И вот, наконец, она стояла пред ним лицом к лицу, в первый раз после их разлуки; она что-то говорила ему, но он молча смотрел на нее; сердце его переполнилось и заныло от боли. О, никогда потом не мог он забыть эту встречу с ней и вспоминал всегда с одинаковою болью. Она опустилась пред ним на колена, тут же на улице, как исступленная; он отступил в испуге, а она ловила его руку, чтобы целовать ее, и точно так же, как и давеча в его сне, слезы блистали теперь на ее длинных ресницах.
— Встань, встань! — говорил он испуганным шепотом, подымая ее: — встань скорее!
— Ты счастлив? Счастлив? — спрашивала она. — Мне только одно слово скажи, счастлив ты теперь? Сегодня, сейчас? У ней? Что она сказала?
Она не подымалась, она не слушала его; она спрашивала спеша и спешила говорить, как будто за ней была погоня.
— Я еду завтра, как ты приказал. Я не буду… В последний ведь раз я тебя вижу, в последний! Теперь уж совсем ведь в последний раз!
— Успокойся, встань! — проговорил он в отчаянии.
Она жадно всматривалась в него, схватившись за его руки.
— Прощай! — сказала она наконец, встала и быстро пошла от него, почти побежала. Князь видел, что подле нее вдруг очутился Рогожин, подхватил ее под руку и повел.
— Подожди, князь, — крикнул Рогожин, — я через пять минут ворочусь на время.
Через пять минут он пришел действительно; князь ждал его на том же месте.
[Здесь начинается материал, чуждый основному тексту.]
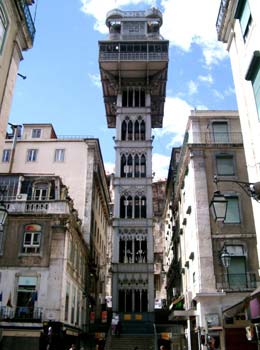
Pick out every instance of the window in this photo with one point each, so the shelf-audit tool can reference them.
(243, 13)
(31, 239)
(41, 191)
(225, 164)
(233, 214)
(26, 297)
(253, 74)
(32, 155)
(36, 133)
(237, 277)
(220, 132)
(6, 155)
(3, 26)
(59, 155)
— В экипаж посадил, — сказал он; — там на углу с десяти часов коляска ждала. Она так и знала, что ты у той весь вечер пробудешь. Давешнее, что ты мне написал, в точности передал. Писать она к той больше не станет; обещалась; и отсюда, по желанию твоему, завтра уедет. Захотела тебя видеть напоследях, хоть ты и отказался; тут на этом месте тебя и поджидали, как обратно пойдешь, вот там, на той скамье.
— Она сама тебя с собой взяла?
— А что ж? — осклабился Рогожин: — увидел то, что и знал. Письма-то прочитал знать?
— А ты разве их вправду читал? — спросил князь, пораженный этою мыслью.
— Еще бы; всякое письмо мне сама показывала. Про бритву-то помнишь, хе-хе!
— Безумная! — вскричал князь, ломая свои руки.
— Кто про то знает, может и нет, — тихо проговорил Рогожин, как бы про себя.
Князь не ответил.
— Ну, прощай, — сказал Рогожин, — ведь и я завтра поеду; лихом не поминай! А что, брат, — прибавил он, быстро обернувшись, — что ж ты ей в ответ ничего не сказал? Ты-то счастлив или нет?"
— Нет, нет, нет! — воскликнул князь с беспредельною скорбью.
— Еще бы сказал: "да"! — злобно рассмеялся Рогожин и пошел не оглядываясь.
ЧАСТЬ ЧЕТВЕРТАЯ.
I.
Прошло с неделю после свидания двух лиц нашего рассказа на зеленой скамейке.